1.    Objective-C and Swift programs uses a special msgSend call mechanism in their objective-oriented programming. The special mechanism requires to identify both the name of methods and the type of objects being called.

2.    Objective-C and Swift allows calling functions asynchronously. Such an asynchronous calling approach requires solving the call targets and passed parameters.

3.    Objective-C and Swift are objective-oriented programming languages. For such languages, information flow analysis like taint tracking always has to handle data transmission between objects with field-sensitive granularity to ensure its precision. Such granularity requires the propagation policy to carefully handle issues like load/store in objects’ memory areas and calls to objects’ setter/getter functions.

4.    Even after taint tracking on iOS Apps is developed, it is still necessary to solve issues in applying such a technique on analyzing Apps’ privacy and security problems, e.g., how to set source/sink points, and how to examine existence of security/privacy checks along taint propagation paths.

 

In specific, this project aims at solving above obstacles and at least achieving goals as follows. The experiments will be conducted on 100 Apps of Alibaba Group and at least top 1000 Apps from App Store.

 

1)    Solve the targets of over 95% msgSend indirect calls, including both the object types and method names in these callsites.

2)    Solve the targets of over 85% asynchronous calls, including the functions being called and arguments/variables passed in.

3)    Given at least 100 manually confirmed information flow cases, over 80% cases can be successfully identified with taint tracking.

4)    Given APIs of collecting sensitive information like location/unique identifiers/contacts and APIs of loading/storing/transferring data, reports of how Apps are using the collected data can be generated.

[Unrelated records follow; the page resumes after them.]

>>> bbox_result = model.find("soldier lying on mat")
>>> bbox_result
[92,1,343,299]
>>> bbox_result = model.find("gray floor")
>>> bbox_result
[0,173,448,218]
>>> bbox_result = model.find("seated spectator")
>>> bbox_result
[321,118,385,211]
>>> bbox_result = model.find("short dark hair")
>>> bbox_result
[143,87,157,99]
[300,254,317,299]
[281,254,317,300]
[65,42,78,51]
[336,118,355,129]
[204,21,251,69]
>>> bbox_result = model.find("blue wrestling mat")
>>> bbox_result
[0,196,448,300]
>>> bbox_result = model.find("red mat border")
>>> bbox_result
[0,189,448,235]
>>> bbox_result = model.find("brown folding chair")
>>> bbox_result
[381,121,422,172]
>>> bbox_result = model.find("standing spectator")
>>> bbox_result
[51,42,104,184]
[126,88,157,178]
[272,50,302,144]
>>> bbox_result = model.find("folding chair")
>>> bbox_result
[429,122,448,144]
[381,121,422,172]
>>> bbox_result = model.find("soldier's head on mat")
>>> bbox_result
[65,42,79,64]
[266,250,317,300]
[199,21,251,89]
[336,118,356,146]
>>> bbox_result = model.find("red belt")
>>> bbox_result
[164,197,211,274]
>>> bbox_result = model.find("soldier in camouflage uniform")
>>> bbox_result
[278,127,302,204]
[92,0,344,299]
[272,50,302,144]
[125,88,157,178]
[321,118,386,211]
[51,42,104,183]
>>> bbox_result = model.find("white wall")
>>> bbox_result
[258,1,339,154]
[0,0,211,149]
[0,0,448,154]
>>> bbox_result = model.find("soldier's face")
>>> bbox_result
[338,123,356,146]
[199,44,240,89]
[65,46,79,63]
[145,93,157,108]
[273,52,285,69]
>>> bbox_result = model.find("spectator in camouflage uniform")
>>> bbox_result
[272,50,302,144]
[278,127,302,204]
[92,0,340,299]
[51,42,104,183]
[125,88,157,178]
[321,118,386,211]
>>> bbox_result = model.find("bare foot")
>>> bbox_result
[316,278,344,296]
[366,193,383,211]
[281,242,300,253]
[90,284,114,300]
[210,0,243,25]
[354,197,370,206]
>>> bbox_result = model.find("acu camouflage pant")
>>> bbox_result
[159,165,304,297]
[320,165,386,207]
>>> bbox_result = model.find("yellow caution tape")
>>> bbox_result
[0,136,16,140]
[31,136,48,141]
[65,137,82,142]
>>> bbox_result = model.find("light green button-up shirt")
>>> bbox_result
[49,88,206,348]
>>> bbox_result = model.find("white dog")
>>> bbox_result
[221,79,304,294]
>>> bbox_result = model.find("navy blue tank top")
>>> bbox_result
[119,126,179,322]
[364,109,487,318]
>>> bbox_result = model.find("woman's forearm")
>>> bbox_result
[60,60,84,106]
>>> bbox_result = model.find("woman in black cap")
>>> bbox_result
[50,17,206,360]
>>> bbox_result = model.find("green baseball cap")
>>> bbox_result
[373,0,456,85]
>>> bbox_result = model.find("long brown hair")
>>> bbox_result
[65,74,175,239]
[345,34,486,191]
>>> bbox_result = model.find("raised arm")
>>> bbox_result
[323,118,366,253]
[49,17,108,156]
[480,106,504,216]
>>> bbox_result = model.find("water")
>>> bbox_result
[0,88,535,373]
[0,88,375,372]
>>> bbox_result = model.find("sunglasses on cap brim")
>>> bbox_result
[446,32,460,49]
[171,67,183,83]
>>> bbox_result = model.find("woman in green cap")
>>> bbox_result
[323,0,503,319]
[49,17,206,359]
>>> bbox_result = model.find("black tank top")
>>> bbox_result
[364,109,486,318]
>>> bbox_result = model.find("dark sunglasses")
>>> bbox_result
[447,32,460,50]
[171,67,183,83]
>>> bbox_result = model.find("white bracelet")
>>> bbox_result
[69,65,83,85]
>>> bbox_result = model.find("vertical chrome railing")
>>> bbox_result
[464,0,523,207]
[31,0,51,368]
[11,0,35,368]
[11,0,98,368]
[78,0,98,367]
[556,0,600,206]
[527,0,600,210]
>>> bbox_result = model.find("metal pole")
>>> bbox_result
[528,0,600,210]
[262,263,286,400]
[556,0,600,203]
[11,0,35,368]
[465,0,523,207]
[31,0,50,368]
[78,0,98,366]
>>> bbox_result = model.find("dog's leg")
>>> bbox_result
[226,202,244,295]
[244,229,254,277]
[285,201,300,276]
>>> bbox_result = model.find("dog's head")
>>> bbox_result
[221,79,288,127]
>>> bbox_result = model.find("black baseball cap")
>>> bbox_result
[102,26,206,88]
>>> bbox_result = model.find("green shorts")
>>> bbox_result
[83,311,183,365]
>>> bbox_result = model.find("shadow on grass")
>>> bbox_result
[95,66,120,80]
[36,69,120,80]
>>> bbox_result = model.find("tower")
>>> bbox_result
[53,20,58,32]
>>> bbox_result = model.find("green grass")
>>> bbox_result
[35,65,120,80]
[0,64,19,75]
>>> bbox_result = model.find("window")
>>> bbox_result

5)    At least 1 kind of security hazard, e.g. SQL injection/code injection caused by insufficient parameter checking can be identified.

Related Research Topics

Program analysis on iOS Apps to find security/privacy problems has been studied in academic papers for several years. PiOS[1] is the first public-known paper trying to solve msgSend indirect calls in iOS Apps. Based on similar approach, [2] examines unauthorized cross-app resource access problems in macOS/iOS apps. [3] tries to find potentially harmful libraries on android and ios with a cross-platform analysis. Iris[4] aims at detecting private API abuse with both static and dynamic analysis. iService[5] proposes an approach to detect confused deputies in AppleOS system services. Most of these related works analyze only on the control flow or partial data flow in iOS Apps. Little attention has been focused on advanced data flow analysis like taint tracking on iOS Apps.

 

[1] Egele, M., Kruegel, C., Kirda, E., & Vigna, G. (2011, February). PiOS: Detecting Privacy Leaks in iOS Applications. In NDSS (pp. 177-183).

[2] Xing, L., Bai, X., Li, T., Wang, X., Chen, K., Liao, X., ... & Han, X. (2015, October). Cracking app isolation on apple: Unauthorized cross-app resource access on MAC os~ x and ios. In Proceedings of the 22nd ACM SIGSAC Conference on Computer and Communications Security (pp. 31-43).

[3] Chen, K., Wang, X., Chen, Y., Wang, P., Lee, Y., Wang, X., ... & Zou, W. (2016, May). Following devil's footprints: Cross-platform analysis of potentially harmful libraries on android and ios. In 2016 IEEE Symposium on Security and Privacy (SP) (pp. 357-376). IEEE.

[4] Deng, Z., Saltaformaggio, B., Zhang, X., & Xu, D. (2015, October). iris: Vetting private api abuse in ios applications. In Proceedings of the 22nd ACM SIGSAC Conference on Computer and Communications Security (pp. 44-56).

[5] Wang, Y., Hu, Y., Xiao, X., & Gu, D. (2022, December). iService: Detecting and Evaluating the Impact of Confused Deputy Problem in AppleOS. In Annual Computer Security Applications Conference (pp. 964-977).